BLACKBURN goalkeeper Brad Friedel has revealed how he almost signed for Kevin Keegan and Newcastle United 14 years ago.

Rovers' Mr Dependable nearly became part of the Keegan revolution, during the former England boss's magical first spell on Tyneside in the mid-1990s.

But, despite spending three months with the Magpies, Friedel was forced to return to America because of problems over a work permit.

Now almost a decade and a half later, Friedel returns to St James' Park tomorrow, looking to heap more pressure on Keegan, who has yet to win a game since he agreed to go back to Newcastle for a second spell as manager.

Reflecting on his time under Keegan's wing, Friedel said: "Back in 1994, I did sign a contract with Newcastle but I got denied on the work permit.

"I spent around three months with the club whilst we lodged the appeal. Kevin Keegan was the manager back then and everyone was buzzing down there.

"If you speak to most Newcastle fans, they will tell you it was a very exciting time for the club.

"Kevin is an infectious guy - the type of person players want to play for.

"I know he's only been back a short time but he will be an asset to the club, because of his energy and the way he motivates people.

"Given time, he will eventually come good but, hopefully, not this weekend!"

During his first spell at the club, Keegan was hailed as the Messiah after he saved the Magpies from relegation to the Second Division, and then led them to promotion - and the promised land of the Premiership - in his second season.

More success followed in the top flight, and they should have won the title itself in 1996, only to blow a 12-point lead during the run-in.
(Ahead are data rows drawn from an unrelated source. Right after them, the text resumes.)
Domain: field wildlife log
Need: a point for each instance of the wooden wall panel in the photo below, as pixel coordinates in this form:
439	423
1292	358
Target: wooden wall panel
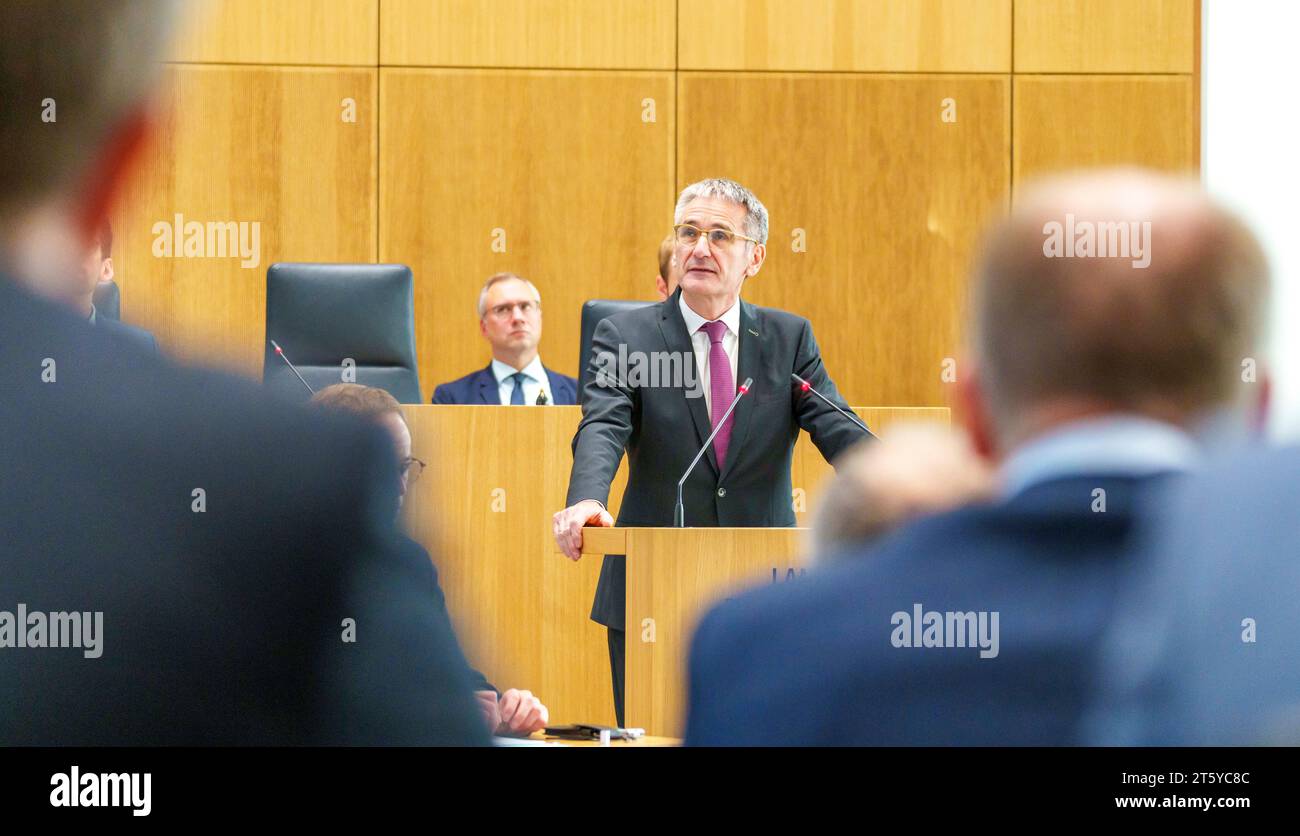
891	200
1073	121
280	31
1105	35
562	161
254	144
580	34
852	35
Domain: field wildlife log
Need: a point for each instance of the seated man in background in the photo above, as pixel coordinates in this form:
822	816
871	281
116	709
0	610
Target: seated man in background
512	711
1095	382
666	281
510	319
913	470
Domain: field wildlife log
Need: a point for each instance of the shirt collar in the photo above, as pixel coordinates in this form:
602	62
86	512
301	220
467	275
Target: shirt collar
731	319
1118	445
534	369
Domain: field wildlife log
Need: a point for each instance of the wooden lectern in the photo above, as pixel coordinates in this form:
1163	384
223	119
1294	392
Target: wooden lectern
674	576
484	507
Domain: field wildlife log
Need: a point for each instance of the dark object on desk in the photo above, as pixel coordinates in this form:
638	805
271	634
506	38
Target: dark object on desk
585	731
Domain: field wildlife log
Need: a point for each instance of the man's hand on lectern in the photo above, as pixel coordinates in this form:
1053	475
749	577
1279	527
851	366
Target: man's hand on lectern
567	525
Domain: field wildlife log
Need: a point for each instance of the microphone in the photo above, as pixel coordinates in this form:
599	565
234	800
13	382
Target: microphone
281	352
679	511
807	386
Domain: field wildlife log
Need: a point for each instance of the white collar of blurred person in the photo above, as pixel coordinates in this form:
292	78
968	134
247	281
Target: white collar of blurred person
731	319
534	369
1112	445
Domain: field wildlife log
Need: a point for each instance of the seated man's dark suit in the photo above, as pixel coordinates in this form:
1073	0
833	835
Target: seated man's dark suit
813	662
225	613
662	429
481	388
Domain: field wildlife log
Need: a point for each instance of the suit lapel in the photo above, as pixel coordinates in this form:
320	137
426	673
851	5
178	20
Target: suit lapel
749	364
489	391
677	341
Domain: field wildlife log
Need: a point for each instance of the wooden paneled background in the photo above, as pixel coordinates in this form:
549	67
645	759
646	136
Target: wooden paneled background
421	131
571	125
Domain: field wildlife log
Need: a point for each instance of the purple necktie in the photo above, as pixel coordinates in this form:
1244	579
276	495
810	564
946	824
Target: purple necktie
722	386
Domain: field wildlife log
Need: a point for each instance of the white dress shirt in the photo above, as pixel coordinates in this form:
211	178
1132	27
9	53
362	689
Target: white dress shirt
533	384
700	342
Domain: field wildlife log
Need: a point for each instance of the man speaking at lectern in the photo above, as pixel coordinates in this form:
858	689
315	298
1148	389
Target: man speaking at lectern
714	339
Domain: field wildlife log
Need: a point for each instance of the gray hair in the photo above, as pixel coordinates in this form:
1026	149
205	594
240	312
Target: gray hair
503	277
755	213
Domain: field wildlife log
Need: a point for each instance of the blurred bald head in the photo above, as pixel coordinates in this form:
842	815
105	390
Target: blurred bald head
1116	291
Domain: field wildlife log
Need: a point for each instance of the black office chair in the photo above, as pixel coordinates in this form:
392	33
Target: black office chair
594	311
323	313
108	300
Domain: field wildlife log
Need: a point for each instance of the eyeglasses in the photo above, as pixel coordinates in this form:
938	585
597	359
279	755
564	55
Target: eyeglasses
410	470
720	237
525	308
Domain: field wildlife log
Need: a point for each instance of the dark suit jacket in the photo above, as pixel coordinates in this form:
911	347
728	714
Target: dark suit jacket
662	431
481	388
129	333
811	662
428	572
222	623
1204	648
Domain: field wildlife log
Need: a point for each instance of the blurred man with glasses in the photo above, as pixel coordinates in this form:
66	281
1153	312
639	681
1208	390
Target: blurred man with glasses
505	713
720	233
510	319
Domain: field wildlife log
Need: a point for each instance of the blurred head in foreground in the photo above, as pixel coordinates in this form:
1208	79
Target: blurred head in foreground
1122	291
1109	294
74	81
376	404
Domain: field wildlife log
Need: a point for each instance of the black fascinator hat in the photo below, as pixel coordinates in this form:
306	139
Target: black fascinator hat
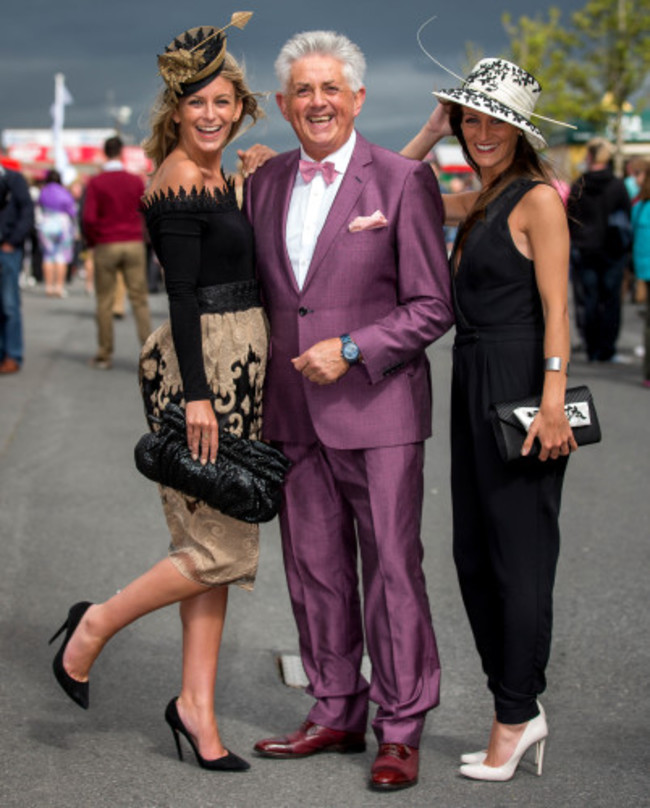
195	57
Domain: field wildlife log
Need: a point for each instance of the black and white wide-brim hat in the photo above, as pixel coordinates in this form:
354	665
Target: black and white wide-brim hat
502	90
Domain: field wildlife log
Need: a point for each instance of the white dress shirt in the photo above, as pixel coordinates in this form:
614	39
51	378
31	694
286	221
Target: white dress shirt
308	209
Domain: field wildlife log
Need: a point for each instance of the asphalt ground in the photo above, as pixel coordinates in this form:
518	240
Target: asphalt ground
77	522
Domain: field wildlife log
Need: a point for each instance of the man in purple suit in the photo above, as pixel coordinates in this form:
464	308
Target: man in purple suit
354	274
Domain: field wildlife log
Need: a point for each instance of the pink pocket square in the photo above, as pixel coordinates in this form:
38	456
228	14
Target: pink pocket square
373	222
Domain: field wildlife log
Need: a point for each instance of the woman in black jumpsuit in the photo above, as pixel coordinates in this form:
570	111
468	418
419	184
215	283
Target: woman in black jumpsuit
510	272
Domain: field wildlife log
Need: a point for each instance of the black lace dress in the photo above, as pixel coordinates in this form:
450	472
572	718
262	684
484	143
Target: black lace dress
214	346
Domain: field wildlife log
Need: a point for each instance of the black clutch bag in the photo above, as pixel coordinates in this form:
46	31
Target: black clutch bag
245	482
511	420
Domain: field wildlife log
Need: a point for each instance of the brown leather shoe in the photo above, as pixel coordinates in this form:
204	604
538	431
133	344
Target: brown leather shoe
9	365
310	739
396	766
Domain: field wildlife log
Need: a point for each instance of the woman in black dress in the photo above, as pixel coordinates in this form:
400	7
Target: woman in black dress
510	270
210	359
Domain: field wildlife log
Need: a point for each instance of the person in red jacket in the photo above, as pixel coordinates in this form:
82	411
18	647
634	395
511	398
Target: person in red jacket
113	229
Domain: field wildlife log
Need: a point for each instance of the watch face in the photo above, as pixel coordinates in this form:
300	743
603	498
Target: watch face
350	352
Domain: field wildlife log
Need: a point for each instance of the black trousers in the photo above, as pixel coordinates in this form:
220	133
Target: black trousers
506	532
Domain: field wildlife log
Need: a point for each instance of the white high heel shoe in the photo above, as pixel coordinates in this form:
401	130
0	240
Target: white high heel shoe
535	733
474	757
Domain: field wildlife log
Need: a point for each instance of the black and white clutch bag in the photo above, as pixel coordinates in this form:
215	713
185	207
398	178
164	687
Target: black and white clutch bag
511	421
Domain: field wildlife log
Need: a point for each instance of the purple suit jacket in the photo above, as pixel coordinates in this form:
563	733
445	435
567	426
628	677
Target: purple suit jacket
388	288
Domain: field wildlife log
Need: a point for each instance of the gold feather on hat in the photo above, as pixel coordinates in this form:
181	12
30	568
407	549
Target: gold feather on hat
240	18
178	67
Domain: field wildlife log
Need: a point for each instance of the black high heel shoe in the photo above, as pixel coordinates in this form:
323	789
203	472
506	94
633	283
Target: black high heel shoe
228	763
78	691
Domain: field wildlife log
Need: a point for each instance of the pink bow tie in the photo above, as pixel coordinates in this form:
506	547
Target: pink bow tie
308	171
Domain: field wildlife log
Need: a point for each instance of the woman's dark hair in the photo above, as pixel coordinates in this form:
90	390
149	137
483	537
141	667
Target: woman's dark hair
526	163
53	176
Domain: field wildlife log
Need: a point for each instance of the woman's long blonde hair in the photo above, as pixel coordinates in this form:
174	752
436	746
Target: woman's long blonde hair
164	131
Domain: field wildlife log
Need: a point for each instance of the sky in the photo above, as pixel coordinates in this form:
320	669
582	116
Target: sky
107	51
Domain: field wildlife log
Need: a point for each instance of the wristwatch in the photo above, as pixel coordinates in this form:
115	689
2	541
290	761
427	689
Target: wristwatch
349	350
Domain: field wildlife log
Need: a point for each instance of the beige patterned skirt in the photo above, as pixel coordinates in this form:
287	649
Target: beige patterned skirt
206	545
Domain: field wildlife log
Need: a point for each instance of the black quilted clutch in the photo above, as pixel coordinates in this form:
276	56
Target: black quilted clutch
511	419
245	482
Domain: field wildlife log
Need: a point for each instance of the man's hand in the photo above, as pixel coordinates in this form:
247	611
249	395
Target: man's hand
253	158
322	363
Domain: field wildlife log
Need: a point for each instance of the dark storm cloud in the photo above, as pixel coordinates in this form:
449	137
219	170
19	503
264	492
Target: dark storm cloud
107	50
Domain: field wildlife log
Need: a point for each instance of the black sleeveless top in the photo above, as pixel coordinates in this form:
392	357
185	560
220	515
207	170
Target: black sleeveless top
201	239
494	284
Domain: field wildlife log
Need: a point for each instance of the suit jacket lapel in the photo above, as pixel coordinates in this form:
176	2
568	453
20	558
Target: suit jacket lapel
346	198
283	187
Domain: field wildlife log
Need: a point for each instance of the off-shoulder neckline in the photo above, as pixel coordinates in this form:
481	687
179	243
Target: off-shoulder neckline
181	195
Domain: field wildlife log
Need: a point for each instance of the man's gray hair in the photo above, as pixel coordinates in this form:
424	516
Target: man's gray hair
323	43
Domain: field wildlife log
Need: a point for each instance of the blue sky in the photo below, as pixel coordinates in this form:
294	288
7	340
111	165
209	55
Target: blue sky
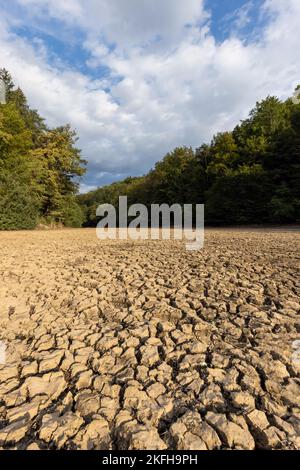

Not long after that, Keegan left but, after an 11-year absence, he then made a dramatic return last month, when new owner Mike Ashley bowed to popular opinion and invited him to succeed Sam Allardyce.

The fans were quick to hail it as the Second Coming', but Keegan has since discovered the size of the challenge he has agreed to take on, with Newcastle losing four and drawing two of the six games he has overseen so far.

On top of that, the appointments of Dennis Wise (as director of football), and Chris Hughton (as assistant manager), seemingly without Keegan's prior consent, have further muddied the waters.

His immediate brief must now be survival - the Magpies are only six points above the bottom three - and only then can he start focusing on the major rebuilding job that faces him.

"I can't really comment on that," said Friedel.

"I don't know much about Newcastle now and the way things are run there, especially since the new owner arrived, so it would be wrong for me to talk about what they do and don't need.

"I think there's been a big change in the infrastructure, from top to bottom, and it's a totally different club now to when I was there.

"I just hope they don't start getting it together until after this weekend."

Although Newcastle appear to be in a tailspin after conceding 16 goals - and scoring just three - in Keegan's first six games in charge, Friedel insists the Magpies still have enough quality to get out of their present predicament.